Harriet Martineau, 1802-1876
Martineau was a writer and lecturer. At age 32, she wrote a two-volume book called Society in America, chronicling the status of America’s women, whom Martineau believed were unhealthily obsessed with religion. She translated into English six volumes of the French atheist philosopher Aguste Comte. She once predicted that “the time cannot be far off when, throughout the civilized world, theology must go out before the light of philosophy.”
Lydia Maria Child, 1802-1880
Child was said to be among the first ‘women of letters’ in the United States. She was a famous abolitionist, novelist, and journalist. She wrote one the first anti-slavery books: An Appeal in Favor of That Class of Americans Called Africans. Her towering work was the three-volume The Progress of Religious Ideas Through Successive Ages, wherein she rejected all religions and revelations. She said, “It is impossible to exaggerate the evil theology has done in the world … Even if nothing worse than wasted mental effort could be laid to the charge of theology, that alone ought to be sufficient to banish it from the earth as one of the worst enemies of mankind.”
Ernestine L. Rose, 1810-1892
Rose was probably America’s most outspoken atheist in the nineteenth century. She was a traveling lecturer and gave speeches in twenty-three states. She delivered an address at the ‘First National Infidel Convention’ in New York City in May 1845 and The New York Herald, reporting on the event, called her “the highly accomplished, talented and intellectually beautiful Mrs. Rose.” In a lecture entitled ‘In Defense of Atheism’ given in Boston in 1861, she said: “If the belief in God were natural, there would be no need to teach it … We don’t have to teach the general elements of human nature—the five senses, seeing hearing, smelling, tasting, and feeling.
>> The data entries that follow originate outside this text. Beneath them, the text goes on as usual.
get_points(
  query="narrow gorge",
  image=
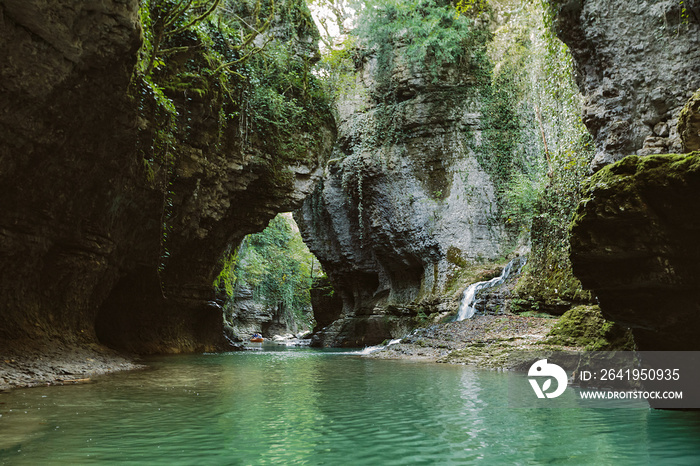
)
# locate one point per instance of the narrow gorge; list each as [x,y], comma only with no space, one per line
[349,232]
[142,141]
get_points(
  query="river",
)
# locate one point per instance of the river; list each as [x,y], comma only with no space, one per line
[306,406]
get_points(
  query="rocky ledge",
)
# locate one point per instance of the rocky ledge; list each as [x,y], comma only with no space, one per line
[634,242]
[493,341]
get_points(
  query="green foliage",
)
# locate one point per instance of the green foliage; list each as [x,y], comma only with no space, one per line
[471,7]
[277,266]
[220,64]
[585,326]
[537,150]
[433,36]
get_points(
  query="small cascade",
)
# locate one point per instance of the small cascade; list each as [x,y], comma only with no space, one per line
[372,349]
[466,307]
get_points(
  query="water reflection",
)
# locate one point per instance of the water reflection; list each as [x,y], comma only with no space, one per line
[310,407]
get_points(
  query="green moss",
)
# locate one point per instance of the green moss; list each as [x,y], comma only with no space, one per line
[454,256]
[585,326]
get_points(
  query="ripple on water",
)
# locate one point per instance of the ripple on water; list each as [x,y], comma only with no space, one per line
[310,407]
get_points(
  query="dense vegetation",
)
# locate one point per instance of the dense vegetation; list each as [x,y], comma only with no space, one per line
[227,77]
[533,145]
[278,267]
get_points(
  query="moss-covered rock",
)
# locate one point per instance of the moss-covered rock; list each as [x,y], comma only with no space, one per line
[130,164]
[634,242]
[585,326]
[689,123]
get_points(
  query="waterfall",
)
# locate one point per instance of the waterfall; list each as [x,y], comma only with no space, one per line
[466,307]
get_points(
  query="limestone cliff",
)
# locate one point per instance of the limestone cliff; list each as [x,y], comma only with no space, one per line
[637,66]
[112,217]
[404,201]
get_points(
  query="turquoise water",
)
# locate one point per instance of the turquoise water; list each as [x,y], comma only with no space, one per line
[323,407]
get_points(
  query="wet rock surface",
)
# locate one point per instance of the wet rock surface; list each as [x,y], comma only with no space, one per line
[33,364]
[394,217]
[99,244]
[483,341]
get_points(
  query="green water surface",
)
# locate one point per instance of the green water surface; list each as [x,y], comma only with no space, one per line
[307,406]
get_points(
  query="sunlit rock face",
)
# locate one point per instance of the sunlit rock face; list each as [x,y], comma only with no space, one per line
[97,244]
[634,242]
[403,201]
[637,66]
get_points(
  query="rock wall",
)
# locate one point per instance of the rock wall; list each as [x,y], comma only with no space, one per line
[97,243]
[399,208]
[634,242]
[637,67]
[245,315]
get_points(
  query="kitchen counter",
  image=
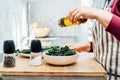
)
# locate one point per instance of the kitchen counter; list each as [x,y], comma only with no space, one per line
[85,68]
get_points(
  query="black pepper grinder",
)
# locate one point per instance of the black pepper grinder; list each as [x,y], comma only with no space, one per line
[9,57]
[35,56]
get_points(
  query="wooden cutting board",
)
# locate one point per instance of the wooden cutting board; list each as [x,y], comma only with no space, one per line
[86,65]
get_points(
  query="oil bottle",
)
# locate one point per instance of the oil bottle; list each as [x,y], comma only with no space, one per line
[65,22]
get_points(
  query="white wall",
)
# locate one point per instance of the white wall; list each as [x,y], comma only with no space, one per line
[48,12]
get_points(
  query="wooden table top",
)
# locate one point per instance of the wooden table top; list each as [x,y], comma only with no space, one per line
[86,65]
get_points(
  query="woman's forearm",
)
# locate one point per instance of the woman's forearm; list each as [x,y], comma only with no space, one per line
[103,17]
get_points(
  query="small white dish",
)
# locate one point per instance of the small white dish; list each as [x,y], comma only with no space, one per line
[60,60]
[24,55]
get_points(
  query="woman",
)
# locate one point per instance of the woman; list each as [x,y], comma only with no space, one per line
[106,36]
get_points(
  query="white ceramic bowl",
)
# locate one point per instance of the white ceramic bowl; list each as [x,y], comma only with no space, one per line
[41,32]
[60,60]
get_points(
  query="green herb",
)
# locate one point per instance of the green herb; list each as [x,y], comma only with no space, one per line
[60,51]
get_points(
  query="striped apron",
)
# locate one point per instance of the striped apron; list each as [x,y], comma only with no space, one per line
[107,51]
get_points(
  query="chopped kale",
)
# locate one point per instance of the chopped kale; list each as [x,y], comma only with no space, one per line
[60,51]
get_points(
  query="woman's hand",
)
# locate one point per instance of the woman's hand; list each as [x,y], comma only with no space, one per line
[102,16]
[80,47]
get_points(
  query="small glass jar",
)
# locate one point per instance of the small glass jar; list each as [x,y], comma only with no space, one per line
[35,56]
[35,59]
[9,60]
[9,57]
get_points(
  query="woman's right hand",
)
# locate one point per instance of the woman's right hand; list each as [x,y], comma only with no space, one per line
[80,47]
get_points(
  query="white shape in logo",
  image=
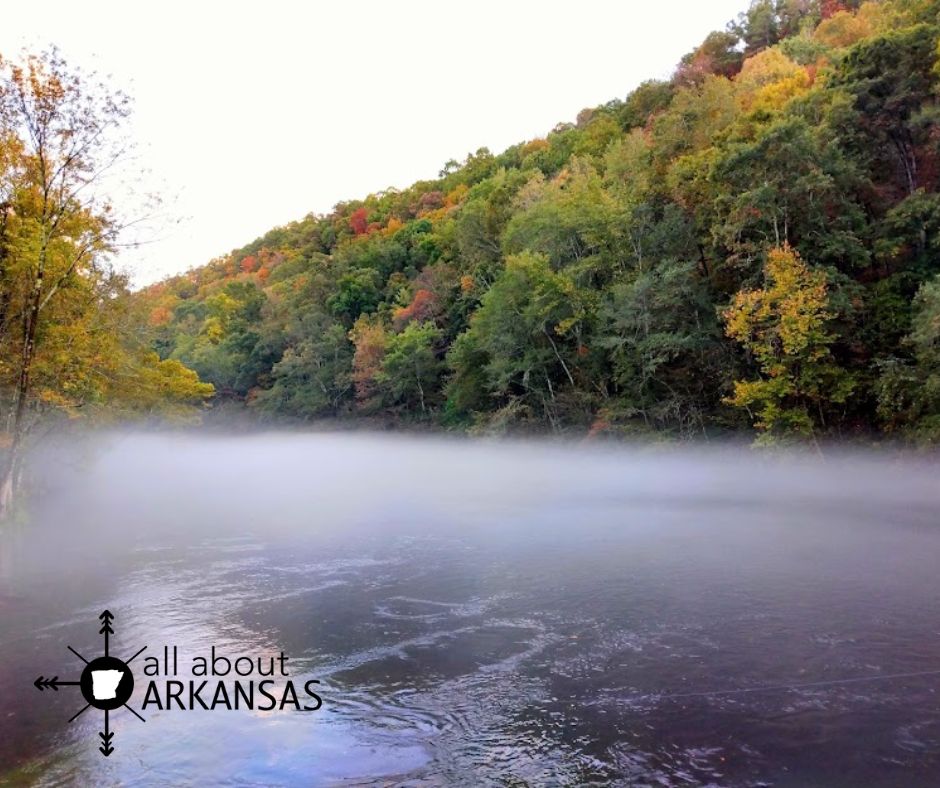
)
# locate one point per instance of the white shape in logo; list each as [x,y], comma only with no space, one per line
[104,683]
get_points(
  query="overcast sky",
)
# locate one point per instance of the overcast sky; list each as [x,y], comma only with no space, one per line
[250,115]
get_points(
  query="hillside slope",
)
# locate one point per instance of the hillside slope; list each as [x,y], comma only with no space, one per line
[750,245]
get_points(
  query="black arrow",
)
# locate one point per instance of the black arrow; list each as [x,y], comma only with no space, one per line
[107,617]
[52,683]
[107,749]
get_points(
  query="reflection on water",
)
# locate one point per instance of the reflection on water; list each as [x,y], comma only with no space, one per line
[484,614]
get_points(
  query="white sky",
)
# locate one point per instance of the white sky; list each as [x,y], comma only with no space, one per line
[250,115]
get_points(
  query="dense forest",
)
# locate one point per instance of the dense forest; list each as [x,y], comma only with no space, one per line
[753,244]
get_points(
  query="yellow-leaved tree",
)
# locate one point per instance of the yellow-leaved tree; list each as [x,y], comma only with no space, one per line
[70,342]
[784,328]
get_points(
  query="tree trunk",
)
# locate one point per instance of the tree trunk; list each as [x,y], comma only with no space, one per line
[8,479]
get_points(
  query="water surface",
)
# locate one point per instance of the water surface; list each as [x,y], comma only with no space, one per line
[484,614]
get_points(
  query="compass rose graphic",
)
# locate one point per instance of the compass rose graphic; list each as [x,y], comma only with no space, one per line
[106,683]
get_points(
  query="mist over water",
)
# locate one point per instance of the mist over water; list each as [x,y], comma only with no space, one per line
[483,613]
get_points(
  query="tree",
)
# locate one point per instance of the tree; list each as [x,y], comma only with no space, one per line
[529,329]
[411,370]
[891,79]
[55,228]
[784,327]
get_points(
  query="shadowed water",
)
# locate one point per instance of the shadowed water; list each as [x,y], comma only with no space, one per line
[483,614]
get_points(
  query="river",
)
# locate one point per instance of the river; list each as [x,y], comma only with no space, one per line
[481,613]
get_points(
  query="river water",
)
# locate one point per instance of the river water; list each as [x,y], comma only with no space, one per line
[481,613]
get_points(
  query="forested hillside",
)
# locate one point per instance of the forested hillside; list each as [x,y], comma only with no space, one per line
[751,245]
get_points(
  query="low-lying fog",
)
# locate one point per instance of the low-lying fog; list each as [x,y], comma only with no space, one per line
[483,612]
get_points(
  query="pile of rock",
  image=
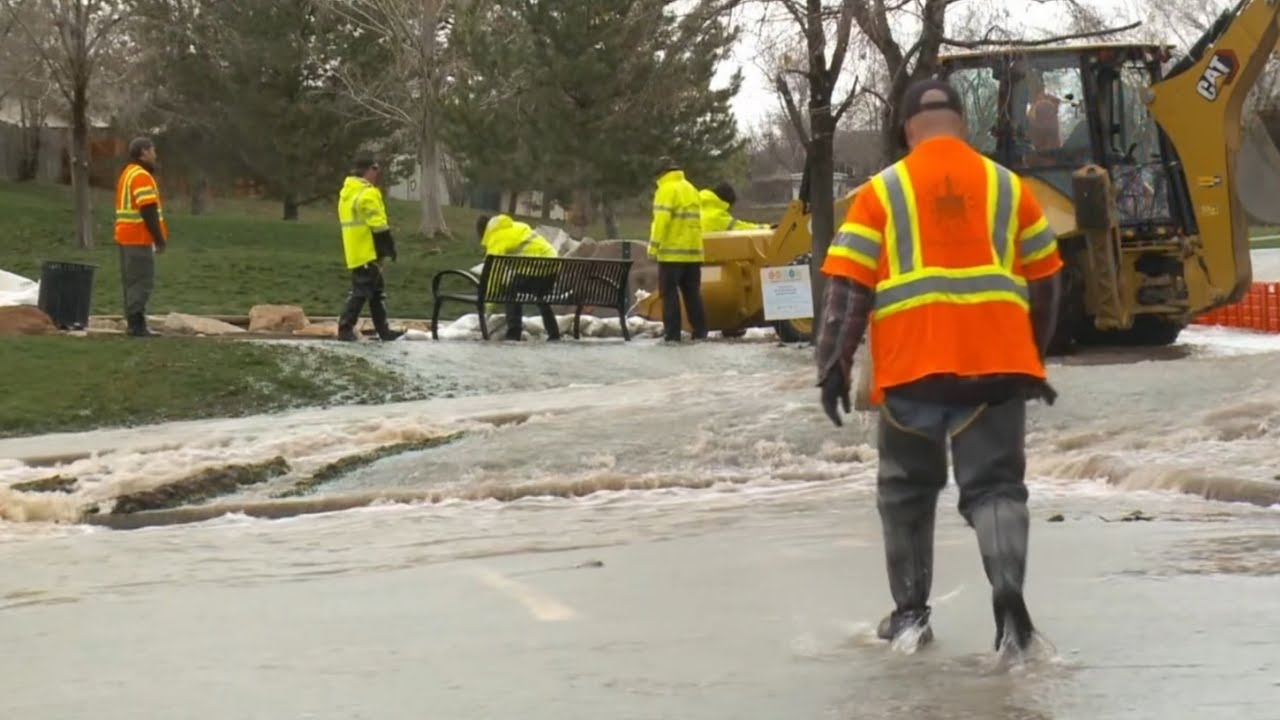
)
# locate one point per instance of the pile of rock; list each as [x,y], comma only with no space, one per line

They are universal; so would religion be were it natural; but it is not.”
Emma Martin, 1812-1851
Called a ‘heroine of freethought,’ Martin was a lecturer and pamphleteer. In her work “A Few Reasons for Renouncing Christianity’ she said: “There is yet another consideration which is fatal to the Christian religion, and that is its persecuting spirit. It calls in the aid of ecclesiastical and civil laws, and the iron hand of custom to condemn, and if possible to punish those who may express different opinions to its own view … Perish the cause which has no more rational argument its favor than that which the stake or prison can supply!”
Elizabeth Cady Stanton, 1815-1902
Stanton hardly needs an introduction in America. We know of her from her efforts with Susan B. Anthony to secure the women’s vote. But few know that Stanton was a cheerfully committed atheist and spoke and wrote often against religion. (Could this be why the government stamped Anthony’s face onto a coin and not Stanton’s?) In 1885 at the “National Woman Suffrage Association Convention” she said, “You may go over the world and you will find that every form of religion which has breathed upon the earth has degraded women.” She often noted that the chief critics and opponents of woman’s suffrage were religious zealots, both men and women.
Marilla M. Ricker, 1840-1920
Ricker was an attorney, an abolitionist, a suffragist, a humanitarian, and a freethought activist. In a piece called ‘Why I Am An Agnostic,’ she wrote: “No institution in modern civilization is so tyrannical and so unjust to women as the Christian church … the church claims that woman owes her advancement to the Bible. She owes much more to the dictionary.”
All of the above women, and many others, undoubtedly influenced Madalyn Murray O’Hair, and helped her carve out a life devoted to irreligion. Unfortunately, these women are generally not taught in any classroom in America, but they play an important role in our history.